A photograph of the Girls' Garage Band performing in a backyard in the Melbourne suburb of Northcote taken by Sue Ford featured in a retrospective exhibition of her work at the NGV in 2014. The photo, dated 1981, features Sylvie Leber, Fran Kelly, Nina Bondarenko, Vicki Bell, Hellen Sky, and Eve Glenn.

==Toxic Shock==
Girls' Garage band disbanded, and re-formed as Toxic Shock. Part of the reason for this was a change of drummer – Bondarenko left to play in the Little Band scene, and was replaced by Helen Smart. Around 1980, the band also played a one-off gig at a "Women and Patriarchy" conference under the name "One Night Stand".

The name is derived from a life-threatening illness making headlines at the time, called toxic shock syndrome, which was found to be associated with high-absorbency tampons.

Vicki Bell, the singer, also wrote songs, including "Concrete Evidence" and "Prisoner", which was the B side of their first 7" single.

==="Housewives" single===
Toxic Shock members are listed on their single "Housewives" as:
- Vicki Bell (guitar and vocals)
- Cashsn Foley (keyboards)
- Eve Glenn (rhythm guitar)
- Fran Kelly (lead singer)
- Sylvie Leber (bass guitar)
- Hellen Sky (mandolin and vocals)
- Helen Smart (drums)

The single, which was on the EMI Custom label in 1981, listed Eve Glenn as creator of lyrics and music for "Housewives", which was sung by Sky and Kelly. The B side featured two songs: "Intoxicated", which listed Leber as responsible for the music and lyrics, sung by Kelly, Tess McPeake, and Nina Bondarenko; and "Prisoner", for which Bell created the lyrics and music, sung by Bell and Kelly.

Eve Glenn designed a poster, which featured a line drawing of Hellen Sky, for an event celebrating the launch of the single on 9 July 1981 at Northcote Town Hall.

"Intoxicated" later featured on the 2016 compilation album: Subnormal Girls - DIY/Post Punk 1979-83 Vol. 1. It also featured on a compilation album released along with the feature film documentary Brazen Hussies, titled Brazen Hussies - Songs from the Film - and More, on 6 November 2020.

===Dissolution===
Leber said that the band were together for around two to three years, eventually breaking up because Bell was moving to Canberra, and they felt that she was a key member of the band, who could not be replaced.

==After the band==
Leber was, at the same time as playing in the band, the founding host of a show on 3RRR called Give-Men-A-Pause (a play on the word "menopause"), featuring women musicians. She later played with other bands, including a North African Raï band called La Kasbah, and a community orchestra, The Footscray Gypsies.

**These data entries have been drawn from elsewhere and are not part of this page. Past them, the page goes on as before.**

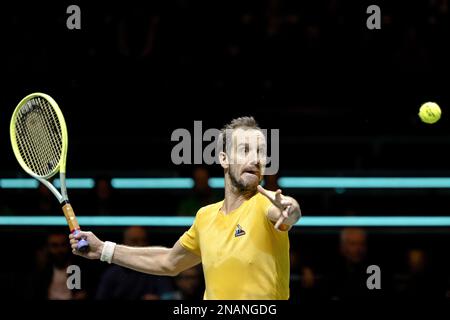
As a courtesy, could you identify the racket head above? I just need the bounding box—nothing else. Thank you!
[10,92,68,179]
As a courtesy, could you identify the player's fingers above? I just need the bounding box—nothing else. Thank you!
[74,231,90,240]
[257,185,273,200]
[275,215,286,230]
[275,189,281,203]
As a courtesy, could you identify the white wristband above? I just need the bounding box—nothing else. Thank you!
[100,241,116,263]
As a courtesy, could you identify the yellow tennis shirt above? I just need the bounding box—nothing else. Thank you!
[180,193,289,300]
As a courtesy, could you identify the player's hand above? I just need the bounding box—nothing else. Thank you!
[258,185,300,230]
[69,231,103,259]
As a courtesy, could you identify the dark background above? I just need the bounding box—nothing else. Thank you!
[0,0,450,300]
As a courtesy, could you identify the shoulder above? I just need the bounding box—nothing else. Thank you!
[196,200,223,218]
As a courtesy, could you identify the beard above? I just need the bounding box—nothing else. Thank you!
[230,170,258,195]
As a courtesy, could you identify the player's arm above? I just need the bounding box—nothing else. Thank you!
[69,232,201,276]
[258,186,302,231]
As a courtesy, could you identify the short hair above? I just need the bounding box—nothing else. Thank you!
[219,116,261,152]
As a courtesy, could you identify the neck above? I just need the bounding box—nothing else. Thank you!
[221,174,256,214]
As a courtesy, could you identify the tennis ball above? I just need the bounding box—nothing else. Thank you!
[419,102,441,124]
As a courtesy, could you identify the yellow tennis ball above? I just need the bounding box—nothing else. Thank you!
[419,102,441,124]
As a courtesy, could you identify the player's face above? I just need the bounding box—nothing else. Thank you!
[229,129,267,191]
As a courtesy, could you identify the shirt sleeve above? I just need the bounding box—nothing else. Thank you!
[180,209,201,256]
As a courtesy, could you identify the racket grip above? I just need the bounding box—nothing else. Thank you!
[62,201,89,252]
[72,229,89,252]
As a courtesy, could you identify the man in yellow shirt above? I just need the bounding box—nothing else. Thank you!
[69,117,301,300]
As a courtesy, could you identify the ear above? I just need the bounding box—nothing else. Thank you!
[219,151,230,169]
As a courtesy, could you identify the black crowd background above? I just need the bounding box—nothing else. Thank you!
[0,0,450,301]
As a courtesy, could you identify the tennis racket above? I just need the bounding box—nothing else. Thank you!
[10,92,89,251]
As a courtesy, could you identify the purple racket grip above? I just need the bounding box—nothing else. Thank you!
[72,229,89,252]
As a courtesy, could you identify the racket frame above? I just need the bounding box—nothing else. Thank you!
[10,92,88,249]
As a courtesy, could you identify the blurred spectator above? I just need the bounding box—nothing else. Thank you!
[164,266,205,301]
[35,233,86,300]
[177,167,222,216]
[89,177,116,216]
[289,247,321,302]
[96,227,173,300]
[328,228,374,300]
[396,249,445,299]
[264,174,280,191]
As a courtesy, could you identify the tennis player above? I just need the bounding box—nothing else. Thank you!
[69,117,301,300]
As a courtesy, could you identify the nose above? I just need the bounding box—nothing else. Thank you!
[248,151,261,165]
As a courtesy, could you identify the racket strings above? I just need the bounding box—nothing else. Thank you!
[16,97,62,176]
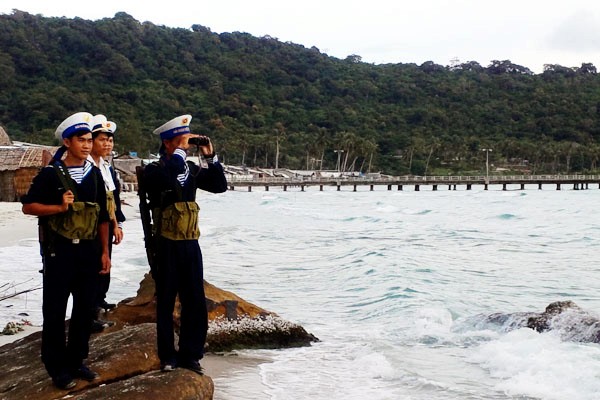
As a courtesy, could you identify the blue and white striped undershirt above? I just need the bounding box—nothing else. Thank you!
[173,149,190,186]
[67,160,94,185]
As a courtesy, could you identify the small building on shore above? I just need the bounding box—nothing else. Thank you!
[0,127,58,201]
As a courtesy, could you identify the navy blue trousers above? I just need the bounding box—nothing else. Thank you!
[42,239,101,377]
[154,237,208,363]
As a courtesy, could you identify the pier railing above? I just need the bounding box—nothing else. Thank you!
[227,174,600,190]
[123,174,600,191]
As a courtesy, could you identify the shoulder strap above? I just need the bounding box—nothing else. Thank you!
[52,161,77,201]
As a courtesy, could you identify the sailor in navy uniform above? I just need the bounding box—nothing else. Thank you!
[21,112,110,389]
[88,114,125,322]
[143,115,227,374]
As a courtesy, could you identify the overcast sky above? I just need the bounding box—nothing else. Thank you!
[0,0,600,73]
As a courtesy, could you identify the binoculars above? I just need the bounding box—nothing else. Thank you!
[188,137,210,146]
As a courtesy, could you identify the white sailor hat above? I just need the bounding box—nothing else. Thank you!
[92,114,117,135]
[54,112,94,140]
[154,115,192,139]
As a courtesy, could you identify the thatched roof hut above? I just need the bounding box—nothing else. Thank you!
[0,142,56,201]
[0,126,12,146]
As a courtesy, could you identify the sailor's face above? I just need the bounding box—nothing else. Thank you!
[64,132,94,160]
[92,133,114,157]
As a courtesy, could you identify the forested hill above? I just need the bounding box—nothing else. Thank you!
[0,11,600,175]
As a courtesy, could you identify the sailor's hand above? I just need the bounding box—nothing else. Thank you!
[62,190,75,212]
[172,133,198,150]
[199,135,215,157]
[100,253,110,275]
[113,224,123,244]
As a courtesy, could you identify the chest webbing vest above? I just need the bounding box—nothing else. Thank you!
[152,160,200,240]
[48,163,100,243]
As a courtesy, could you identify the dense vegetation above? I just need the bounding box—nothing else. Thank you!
[0,10,600,175]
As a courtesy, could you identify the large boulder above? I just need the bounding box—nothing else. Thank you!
[0,324,214,400]
[103,274,319,352]
[485,300,600,343]
[0,274,318,400]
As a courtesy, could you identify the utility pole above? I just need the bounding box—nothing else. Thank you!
[333,150,344,172]
[481,149,492,190]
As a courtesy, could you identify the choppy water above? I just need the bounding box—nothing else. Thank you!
[0,186,600,400]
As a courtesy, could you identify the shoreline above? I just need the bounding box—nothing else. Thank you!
[0,192,268,400]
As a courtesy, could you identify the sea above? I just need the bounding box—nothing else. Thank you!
[0,185,600,400]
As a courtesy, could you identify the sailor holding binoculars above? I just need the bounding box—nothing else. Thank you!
[140,115,227,374]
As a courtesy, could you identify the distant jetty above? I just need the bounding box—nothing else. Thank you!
[227,173,600,191]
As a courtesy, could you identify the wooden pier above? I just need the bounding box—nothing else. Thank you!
[227,175,600,192]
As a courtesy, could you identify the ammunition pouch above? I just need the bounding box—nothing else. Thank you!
[48,201,100,240]
[152,201,200,240]
[106,190,117,221]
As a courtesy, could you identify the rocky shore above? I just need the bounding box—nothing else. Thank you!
[0,274,318,400]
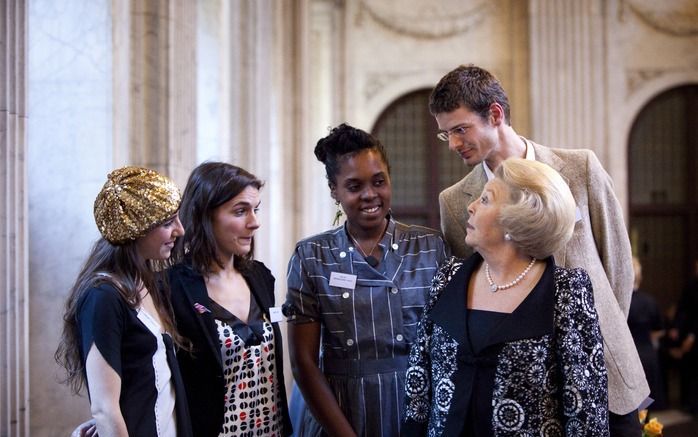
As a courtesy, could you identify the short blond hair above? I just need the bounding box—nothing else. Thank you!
[494,158,575,259]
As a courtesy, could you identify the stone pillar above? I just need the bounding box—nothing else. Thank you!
[529,0,608,154]
[296,0,344,236]
[0,0,29,437]
[112,0,197,187]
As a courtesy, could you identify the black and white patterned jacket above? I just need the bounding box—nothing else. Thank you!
[402,253,608,437]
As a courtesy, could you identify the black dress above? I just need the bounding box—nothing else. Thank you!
[168,261,292,437]
[77,283,192,437]
[628,290,666,409]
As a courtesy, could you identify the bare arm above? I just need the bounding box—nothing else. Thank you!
[85,344,128,437]
[288,322,356,437]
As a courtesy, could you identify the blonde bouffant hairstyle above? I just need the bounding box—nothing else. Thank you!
[494,158,576,259]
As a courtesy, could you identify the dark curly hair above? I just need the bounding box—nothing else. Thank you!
[315,123,390,188]
[171,161,264,276]
[429,64,511,125]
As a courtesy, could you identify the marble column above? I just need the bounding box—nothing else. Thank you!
[112,0,197,187]
[0,0,29,437]
[529,0,608,155]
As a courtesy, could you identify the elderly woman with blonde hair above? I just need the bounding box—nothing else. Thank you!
[403,159,608,436]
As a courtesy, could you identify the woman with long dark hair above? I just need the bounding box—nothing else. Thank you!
[56,166,191,436]
[169,162,291,437]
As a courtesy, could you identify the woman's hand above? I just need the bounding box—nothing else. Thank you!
[85,344,128,437]
[288,322,356,437]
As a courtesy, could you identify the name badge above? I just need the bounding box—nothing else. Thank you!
[269,307,284,323]
[330,272,356,290]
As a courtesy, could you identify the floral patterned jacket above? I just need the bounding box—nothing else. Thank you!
[401,253,608,437]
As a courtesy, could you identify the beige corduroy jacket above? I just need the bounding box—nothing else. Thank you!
[439,139,649,414]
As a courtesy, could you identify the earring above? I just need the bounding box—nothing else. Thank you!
[332,200,344,226]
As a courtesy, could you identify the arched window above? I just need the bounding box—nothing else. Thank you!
[628,85,698,309]
[372,89,470,229]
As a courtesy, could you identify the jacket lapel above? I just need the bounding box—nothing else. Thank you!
[175,266,223,368]
[428,256,468,347]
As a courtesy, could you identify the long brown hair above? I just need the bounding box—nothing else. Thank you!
[54,238,181,394]
[170,161,264,276]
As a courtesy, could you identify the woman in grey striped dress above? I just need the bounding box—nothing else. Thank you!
[284,124,446,436]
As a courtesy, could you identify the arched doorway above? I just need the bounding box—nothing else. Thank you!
[628,85,698,311]
[371,89,470,229]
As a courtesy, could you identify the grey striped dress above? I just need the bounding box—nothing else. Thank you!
[286,218,447,436]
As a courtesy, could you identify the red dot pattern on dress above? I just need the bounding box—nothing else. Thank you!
[216,320,282,437]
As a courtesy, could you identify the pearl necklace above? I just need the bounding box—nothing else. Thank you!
[485,258,536,293]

Helen Smart continued playing drums; Fran Kelly became a respected radio journalist and presenter; while Hellen Sky became a well-known figure in contemporary dance.

Before joining the band, Eve Glenn had studied art and created a posters for Circus Oz and the Wimmins Circus, for whom she played electric guitar. After Toxic Shock, she went on to play in Barbies Dead. She then worked as a freelancing scenic artist, painting set, props, and floors for TV, theatre, circus, and films, and also painted for industries such as construction, entertainment, and visual merchandising. She designed, made, and painted parade banners and floats, and even painted trams. Her work has been exhibited, and is held in collections. A large number of her own collection of posters (designed by her and others) were auctioned in October 2024.